Traleg Kyabgon Rinpoche (1955–2012) was the ninth incarnation of the Traleg tulku line, a line of high lamas in the Kagyu lineage of Vajrayana. He was a pioneer in bringing Tibetan Buddhism to Australia.
Traleg Rinpoche was born in 1955 in Kham (Eastern Tibet), and two years later was recognized by HH 16th Gyalwa Karmapa as the ninth incarnation of the Traleg Tulkus and enthroned as the Abbot of the Thrangu monastery. He was taken to safety in India during the 1959 Chinese Communists invasion of Tibet. There he was given a traditional tulku education, supplemented by five years of schooling at Sanskrit University in Varanasi, India. He lived and studied for several years at Rumtek Monastery in Sikkim, the main seat in exile of the Kagyu Lineage. He died on July 24, 2012 in Melbourne, Australia.

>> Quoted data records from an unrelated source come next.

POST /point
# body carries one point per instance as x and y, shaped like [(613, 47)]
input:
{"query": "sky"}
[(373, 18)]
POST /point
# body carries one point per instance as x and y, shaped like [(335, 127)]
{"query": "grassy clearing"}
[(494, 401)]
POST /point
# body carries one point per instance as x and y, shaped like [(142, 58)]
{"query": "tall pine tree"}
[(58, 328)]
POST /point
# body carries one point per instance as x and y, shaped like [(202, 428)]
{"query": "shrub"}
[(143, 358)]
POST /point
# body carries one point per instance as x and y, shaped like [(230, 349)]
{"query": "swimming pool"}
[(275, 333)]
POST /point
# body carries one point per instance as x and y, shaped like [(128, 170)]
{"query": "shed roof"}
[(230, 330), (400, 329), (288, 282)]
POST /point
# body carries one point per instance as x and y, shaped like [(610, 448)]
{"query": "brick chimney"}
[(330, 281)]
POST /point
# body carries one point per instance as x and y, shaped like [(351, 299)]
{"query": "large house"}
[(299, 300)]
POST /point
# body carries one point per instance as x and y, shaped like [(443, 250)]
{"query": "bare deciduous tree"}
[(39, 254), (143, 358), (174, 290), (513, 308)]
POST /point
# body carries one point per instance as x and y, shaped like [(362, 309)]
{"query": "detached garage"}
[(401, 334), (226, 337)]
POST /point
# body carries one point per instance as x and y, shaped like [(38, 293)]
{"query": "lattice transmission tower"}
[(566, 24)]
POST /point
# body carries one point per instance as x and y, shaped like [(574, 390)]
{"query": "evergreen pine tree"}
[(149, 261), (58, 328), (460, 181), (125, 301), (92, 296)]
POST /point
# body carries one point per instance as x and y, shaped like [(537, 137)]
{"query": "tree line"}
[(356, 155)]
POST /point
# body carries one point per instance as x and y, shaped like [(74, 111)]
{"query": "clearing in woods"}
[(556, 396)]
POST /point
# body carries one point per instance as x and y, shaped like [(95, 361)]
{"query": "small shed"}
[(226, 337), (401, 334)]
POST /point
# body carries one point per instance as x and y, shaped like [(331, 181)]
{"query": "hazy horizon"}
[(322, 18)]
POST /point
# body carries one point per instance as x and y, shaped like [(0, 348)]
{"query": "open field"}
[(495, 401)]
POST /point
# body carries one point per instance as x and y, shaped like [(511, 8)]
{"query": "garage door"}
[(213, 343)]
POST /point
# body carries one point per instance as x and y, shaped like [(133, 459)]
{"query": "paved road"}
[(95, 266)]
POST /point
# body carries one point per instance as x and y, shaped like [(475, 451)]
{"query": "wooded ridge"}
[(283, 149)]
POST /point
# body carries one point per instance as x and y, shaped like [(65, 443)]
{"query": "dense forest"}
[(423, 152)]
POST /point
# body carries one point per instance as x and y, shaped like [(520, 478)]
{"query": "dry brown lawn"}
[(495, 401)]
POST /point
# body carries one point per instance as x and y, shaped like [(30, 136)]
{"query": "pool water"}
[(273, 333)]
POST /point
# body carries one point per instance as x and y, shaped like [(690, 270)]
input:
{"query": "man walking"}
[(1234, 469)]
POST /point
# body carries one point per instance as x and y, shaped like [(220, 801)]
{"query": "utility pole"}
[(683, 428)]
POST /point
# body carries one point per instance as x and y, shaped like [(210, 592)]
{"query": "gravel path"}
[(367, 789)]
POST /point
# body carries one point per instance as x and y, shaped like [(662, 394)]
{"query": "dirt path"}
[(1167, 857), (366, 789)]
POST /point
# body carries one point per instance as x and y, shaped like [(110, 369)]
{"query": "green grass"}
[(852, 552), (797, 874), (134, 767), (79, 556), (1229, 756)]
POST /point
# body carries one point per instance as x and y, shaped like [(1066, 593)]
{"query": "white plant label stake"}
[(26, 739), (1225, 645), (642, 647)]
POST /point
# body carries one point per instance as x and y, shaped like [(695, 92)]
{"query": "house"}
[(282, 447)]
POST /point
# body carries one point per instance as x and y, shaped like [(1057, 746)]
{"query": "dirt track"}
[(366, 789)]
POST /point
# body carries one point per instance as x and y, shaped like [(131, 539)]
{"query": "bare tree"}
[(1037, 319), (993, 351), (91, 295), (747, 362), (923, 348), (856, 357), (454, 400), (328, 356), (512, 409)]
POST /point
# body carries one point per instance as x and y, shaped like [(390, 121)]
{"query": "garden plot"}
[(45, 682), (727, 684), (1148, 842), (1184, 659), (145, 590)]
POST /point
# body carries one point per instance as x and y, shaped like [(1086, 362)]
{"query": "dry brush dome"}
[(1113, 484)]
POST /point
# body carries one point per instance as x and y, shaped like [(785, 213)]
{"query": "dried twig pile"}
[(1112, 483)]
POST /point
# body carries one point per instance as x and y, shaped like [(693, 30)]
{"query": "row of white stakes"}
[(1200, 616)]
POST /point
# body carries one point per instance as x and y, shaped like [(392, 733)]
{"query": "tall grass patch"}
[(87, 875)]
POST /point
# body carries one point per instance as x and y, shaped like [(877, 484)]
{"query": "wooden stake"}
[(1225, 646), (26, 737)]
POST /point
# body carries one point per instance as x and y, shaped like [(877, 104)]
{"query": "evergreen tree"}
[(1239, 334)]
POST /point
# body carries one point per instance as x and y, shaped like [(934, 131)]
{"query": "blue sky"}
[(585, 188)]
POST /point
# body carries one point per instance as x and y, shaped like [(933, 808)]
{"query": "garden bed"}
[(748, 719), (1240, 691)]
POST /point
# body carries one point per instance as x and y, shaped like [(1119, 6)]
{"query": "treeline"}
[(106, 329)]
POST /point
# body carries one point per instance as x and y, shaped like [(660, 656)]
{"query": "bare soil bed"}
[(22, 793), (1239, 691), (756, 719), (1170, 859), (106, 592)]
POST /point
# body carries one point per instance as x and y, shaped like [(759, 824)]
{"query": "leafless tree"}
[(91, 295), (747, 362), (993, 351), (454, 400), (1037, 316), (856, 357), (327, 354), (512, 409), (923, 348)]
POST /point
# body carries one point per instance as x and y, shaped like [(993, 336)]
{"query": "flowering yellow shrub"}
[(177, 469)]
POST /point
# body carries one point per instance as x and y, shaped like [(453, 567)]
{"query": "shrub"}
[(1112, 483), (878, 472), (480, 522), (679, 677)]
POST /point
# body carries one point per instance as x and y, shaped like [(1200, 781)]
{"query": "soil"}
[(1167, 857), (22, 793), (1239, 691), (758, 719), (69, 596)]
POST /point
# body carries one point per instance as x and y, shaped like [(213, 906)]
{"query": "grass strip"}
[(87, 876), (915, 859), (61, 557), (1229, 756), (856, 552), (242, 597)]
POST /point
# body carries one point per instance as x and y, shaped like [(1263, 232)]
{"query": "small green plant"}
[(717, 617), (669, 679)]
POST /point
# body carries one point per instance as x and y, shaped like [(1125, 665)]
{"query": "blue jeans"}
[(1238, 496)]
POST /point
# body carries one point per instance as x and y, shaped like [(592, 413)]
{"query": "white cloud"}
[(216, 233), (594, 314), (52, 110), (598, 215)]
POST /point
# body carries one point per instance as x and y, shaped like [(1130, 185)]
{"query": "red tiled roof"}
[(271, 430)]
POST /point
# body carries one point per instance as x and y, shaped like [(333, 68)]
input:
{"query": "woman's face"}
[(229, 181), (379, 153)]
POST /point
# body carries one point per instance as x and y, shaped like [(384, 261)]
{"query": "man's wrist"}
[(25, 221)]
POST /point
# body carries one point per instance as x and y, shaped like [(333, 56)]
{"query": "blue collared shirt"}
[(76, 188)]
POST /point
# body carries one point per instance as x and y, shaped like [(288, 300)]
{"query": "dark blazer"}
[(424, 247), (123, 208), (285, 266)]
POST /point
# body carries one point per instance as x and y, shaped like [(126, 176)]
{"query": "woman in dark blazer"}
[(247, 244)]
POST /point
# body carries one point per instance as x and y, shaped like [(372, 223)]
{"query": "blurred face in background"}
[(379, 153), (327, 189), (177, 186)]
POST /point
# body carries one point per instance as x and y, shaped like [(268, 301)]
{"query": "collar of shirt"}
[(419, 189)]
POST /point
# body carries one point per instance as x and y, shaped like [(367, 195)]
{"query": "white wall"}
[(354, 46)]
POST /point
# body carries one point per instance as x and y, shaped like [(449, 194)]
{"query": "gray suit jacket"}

In 1980 Rinpoche transmitted the Dharma in Australia where he established Kagyu E-vam Buddhist Institute in Melbourne. He relinquished his monastic vows, became a lay teacher and married. He earned a Masters degree in Comparative Philosophy from La Trobe University. In 1989, he taught extensively at Karma Triyana Dharmachakra, visiting the North American affiliates of HH Gyalwa Karmapa. In 2004 he established the Evam Institute in New York in Chatham, NY. He also taught extensively in the Karma Thegsum Choling network of the Karmapa's centers and at Shambhala Buddhist centers. His wife, Felicity Lodro, is also an active dharma teacher.
It is a nice little book that can be read in one sitting. It gives a concise introduction into Buddhism based on Rinpoche’s lectures. Even though the book’s title refers to “Integral Buddhism,” the text itself offers only a general idea of integration of various areas and modes of Buddhism, but doesn’t go into all the details of what could be a contemporary Fourth Turning of the Wheel of Dharma. Despite that, Traleg Kyabgon Rinpoche’s Integral Buddhism can be a good companion to Ken Wilber’s (also short) book Integral Buddhism and the Future of Spirituality (aka The Fourth Turning ebook). The latter itself is a brief version of a much bigger volume titled The Religion of Tomorrow—Wilber’s most recent masterpiece. Ken Wilber and Traleg Kyabgon Rinpoche were friends and colleagues (see, e.g., the DVD film Spirituality in the Modern World: A dialogue with Ken Wilber and Traleg Kyabgon Rinpoche).